Estando o ser humano imerso nessas práticas cosmológicas, podemos estreitar nossa perspectiva para perspectivar as crianças à luz dessa dinâmica solar. Para os povos do Kongo, cada criança que nasce, dá corpo e forma física a um novo Sol vivo. Como a força da vida é realizada (Lopes, 2005), um choro-muntu só surge quando não existe um ciclo, ou o mundo físico, a partir do momento do seu nascimento, o que não significa que seja o fim de uma vida, ou o momento da luz, conforme ilustração de Fu-Kiau e Lukondo-Wamba (2000) em livro, Kindezi: “The Kongo art of babysitting (imagem 2)”, não sabemos o que fazer, ou quando não sabemos quando vemos a luz na primeira luz, quando clamamos às nossas primeiras suspeitas no mundo físico, ou não sabemos. Partindo em direção à posição G, (cor vermelha) acompanhamos seus passos rumo ao crescimento, é o momento de maturidade e dos resultados, de se posicionar com firmeza no mundo.
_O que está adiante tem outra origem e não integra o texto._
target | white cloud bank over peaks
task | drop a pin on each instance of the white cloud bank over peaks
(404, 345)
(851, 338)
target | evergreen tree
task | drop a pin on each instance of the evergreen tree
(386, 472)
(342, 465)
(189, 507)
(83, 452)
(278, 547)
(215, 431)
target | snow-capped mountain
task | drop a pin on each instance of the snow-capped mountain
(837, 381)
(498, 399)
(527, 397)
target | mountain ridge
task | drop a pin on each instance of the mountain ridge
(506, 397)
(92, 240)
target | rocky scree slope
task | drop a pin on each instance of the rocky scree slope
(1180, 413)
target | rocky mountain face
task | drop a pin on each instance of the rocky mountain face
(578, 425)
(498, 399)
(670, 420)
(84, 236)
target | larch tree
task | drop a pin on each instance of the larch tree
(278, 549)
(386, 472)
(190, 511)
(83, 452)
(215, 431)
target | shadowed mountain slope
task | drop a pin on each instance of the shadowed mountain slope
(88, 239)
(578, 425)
E, por fim, o ponto D (cor branca) representa o findar do dia ao pôr do sol, o momento propício às maiores mudanças, quando, depois de pois de uma longa donada, pega-se o caminho que leva da velhice ao invisível: a morte é equivalente a pôr-se em direção para “além da muralha” até que já hora de um novo amanhecer (Fu-Kiau, 2001 apud Santos, 2019, p. 20).
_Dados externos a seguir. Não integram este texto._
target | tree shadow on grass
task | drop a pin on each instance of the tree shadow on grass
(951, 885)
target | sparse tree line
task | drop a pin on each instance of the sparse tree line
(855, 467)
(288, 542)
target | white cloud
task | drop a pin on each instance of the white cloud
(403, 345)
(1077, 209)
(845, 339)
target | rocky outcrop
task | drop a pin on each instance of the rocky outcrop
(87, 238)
A Cosmologia Bantu ensina que para completar seus processos de formação ou “dingo-dingo”, um planeta, pessoa, fenômeno, etc., precisa atravessar esses quatro estágios ou “represas do tempo” (n´kama mia ntangu) chamados de Tempo Musoni, Tempo Kala, Tempo Tukula e Tempo Luvemba” (FU KI.AU, Ntandu).

MÛSONI

O primeiro ciclo se chama Mûsoni, que é o começo de todos os tempos. A mitologia tradicional Kongo refere-se a tal período como “Tandu Kia Kuku Lwalamba Kalunga” (literalmente, “o período do cozimento da Kalunga”), a era fervente da matéria magmática (Fu-Kiau 1969, pp. 17-27). Esse é o período durante o qual o vazio (luyalungunu) encheu-se de matéria em fusão. Esse foi o início do “kele-kele dia dingo-dingo dia ntangu ye moyo”, “a faísca dos contínuos processos do tempo e da vida” em todo o universo; é a colisão das colisões (o Big Bang).

KALA

Kala é o segundo estágio da formação dos planetas e de suas transformações. Depois que se completou o ciclo do resfriamento da Terra veio o estágio do tempo Kala (Tandu Kia Kala). Durante essa era, a Terra presenciou grandes transformações. A vida em sua forma mais primitiva – seres microscópicos (zie), algas – começou a existir (Kala) nesse período. O solo era úmido e a água podia ser encontrada em todas as partes. O negro é a cor simbólica dessa era, a segunda grande “represa” do Tempo (ou “n´kama wanzole wangudi wa ntangu”).

TUKULA

O tempo Tukula é o terceiro estágio da formação dos processos dos planetas (mundos) e de suas transformações que seguem a era Kala. Nesse período do tempo Cósmico, nosso planeta amadureceu (Kula). A vida que existia durante a antiga era Kala amadureceu e prosperou. Os animais também surgem em um ponto da era Tukula. É O Ponto do Guerreiro, o Auge da Força do Sol no Céu.

LUVEMBA

Esse é o quarto estágio e último período, ou, era pela qual um planeta passa para completar seu processo de formação e transformação, e ele segue o tempo Tukula. De acordo com a escola de ensino superior Bantu-Kongo, durante essa era, “Maghûngu” existiu no planeta. Maghûnguera um ser andrógeno, completo por si só. Esse ser mitológico era “dois em um”, macho e fêmea. Através de contínuas buscas por rituais, Maghûngufoi cortado em dois seres separados: “Lumbu” e “Muzita” (fêmea e macho). Nesse momento, o planeta Terra tornou-se vivo por inteiro, completo por si só. Lumbu e Muzita, para manter a unidade de quando eram Maghûngu, decidiram permanecer juntos durante a vida (casados). Tornaram-se mulher e marido (“n´kento ye bakala”), (Fu-Kiau 1969, pp.17-27). Com esse novo começo de vida, o ciclo cósmico do Tempo completou-se e um novo estágio de tempo iniciou-se – o tempo vital.

Via: FU KI.AU, Bunseki. Ntandu, Tandu, Kolo – “O conceito bantu Kongo do Tempo”.